The initial whiteboard sketch was an event-driven architecture. Raw event streams (clicks, transactions, etc.) would be the source of truth. A set of microservices would process these streams to generate feature vectors, making them available for both model training and online inference. This immediately brought up a complex set of technology choices. We needed a streaming platform that could handle high throughput and also store historical data for retraining. We needed a robust language for the feature engineering services that could offer performance and maintainability. We needed an orchestration layer to manage the entire workflow from feature generation to model deployment. And critically, we needed a way to manage the infrastructure and configuration declaratively.
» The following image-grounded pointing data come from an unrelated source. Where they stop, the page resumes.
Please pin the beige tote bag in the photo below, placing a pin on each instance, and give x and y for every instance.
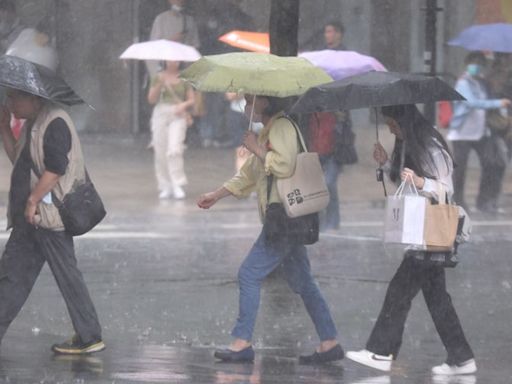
(305, 191)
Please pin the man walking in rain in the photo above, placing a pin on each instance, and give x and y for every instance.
(47, 158)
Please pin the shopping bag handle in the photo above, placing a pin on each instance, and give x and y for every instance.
(401, 188)
(442, 195)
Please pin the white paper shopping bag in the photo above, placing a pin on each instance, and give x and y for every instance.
(405, 218)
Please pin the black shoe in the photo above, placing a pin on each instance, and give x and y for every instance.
(75, 346)
(333, 354)
(227, 355)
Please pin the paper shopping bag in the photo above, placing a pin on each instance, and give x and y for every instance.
(441, 222)
(405, 219)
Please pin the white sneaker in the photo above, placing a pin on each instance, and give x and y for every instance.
(461, 379)
(373, 380)
(465, 368)
(165, 194)
(178, 192)
(370, 359)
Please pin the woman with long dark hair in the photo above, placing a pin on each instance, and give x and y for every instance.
(273, 152)
(428, 164)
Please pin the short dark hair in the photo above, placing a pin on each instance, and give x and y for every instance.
(475, 57)
(8, 5)
(336, 25)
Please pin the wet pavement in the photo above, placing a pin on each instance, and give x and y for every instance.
(163, 278)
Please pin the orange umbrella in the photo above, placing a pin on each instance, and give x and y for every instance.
(250, 41)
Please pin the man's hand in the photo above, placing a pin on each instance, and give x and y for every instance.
(379, 154)
(30, 211)
(207, 200)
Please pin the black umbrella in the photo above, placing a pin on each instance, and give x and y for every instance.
(35, 79)
(374, 89)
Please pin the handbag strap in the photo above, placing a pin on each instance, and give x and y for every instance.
(302, 145)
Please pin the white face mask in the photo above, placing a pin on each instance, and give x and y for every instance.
(5, 26)
(257, 127)
(256, 117)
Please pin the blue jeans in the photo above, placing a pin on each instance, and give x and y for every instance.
(330, 217)
(292, 258)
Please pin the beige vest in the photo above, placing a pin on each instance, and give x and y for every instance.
(47, 214)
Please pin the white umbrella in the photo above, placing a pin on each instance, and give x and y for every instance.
(161, 50)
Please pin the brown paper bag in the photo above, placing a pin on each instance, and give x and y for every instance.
(441, 222)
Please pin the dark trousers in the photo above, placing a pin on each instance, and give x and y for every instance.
(25, 253)
(412, 276)
(491, 175)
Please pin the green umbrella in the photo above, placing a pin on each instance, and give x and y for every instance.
(254, 73)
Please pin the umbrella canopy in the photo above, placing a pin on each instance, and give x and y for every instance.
(341, 64)
(374, 89)
(254, 73)
(250, 41)
(485, 37)
(161, 50)
(35, 79)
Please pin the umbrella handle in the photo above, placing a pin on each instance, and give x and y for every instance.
(380, 172)
(376, 124)
(252, 113)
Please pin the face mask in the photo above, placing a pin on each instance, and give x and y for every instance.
(473, 69)
(257, 127)
(5, 27)
(256, 117)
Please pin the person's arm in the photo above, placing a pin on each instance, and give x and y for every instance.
(6, 132)
(240, 185)
(155, 90)
(208, 199)
(281, 157)
(44, 186)
(56, 146)
(188, 103)
(443, 170)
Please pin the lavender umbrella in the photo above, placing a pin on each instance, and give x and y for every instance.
(341, 64)
(485, 37)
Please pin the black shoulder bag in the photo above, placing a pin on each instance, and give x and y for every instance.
(81, 209)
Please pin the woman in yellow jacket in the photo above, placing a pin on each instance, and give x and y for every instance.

This led to our final stack selection. For the streaming backbone, we chose Apache Pulsar over Kafka. Its built-in multi-tenancy was a huge win for isolating different ML teams’ data, and its tiered storage architecture, offloading older data to S3, solved the historical replay problem without needing a separate data warehouse. For the feature engineering microservices, we selected Kotlin. The JVM’s performance is proven, but Kotlin’s modern syntax, null safety, and excellent coroutine support for asynchronous I/O made it a more productive and safer choice than Java or Scala. Kubeflow was the natural choice for the orchestration layer, being the de facto standard for MLOps on Kubernetes. To manage the infrastructure—the Kubernetes cluster, Pulsar, and other components—we used Terraform for its declarative approach. The non-obvious, but crucial, fifth element was HashiCorp Consul. We decided to use it not just for service discovery, but as a dynamic configuration store for our feature engineering logic, allowing us to change parameters like window sizes on the fly without a full service redeployment. This was the key to unlocking operational agility.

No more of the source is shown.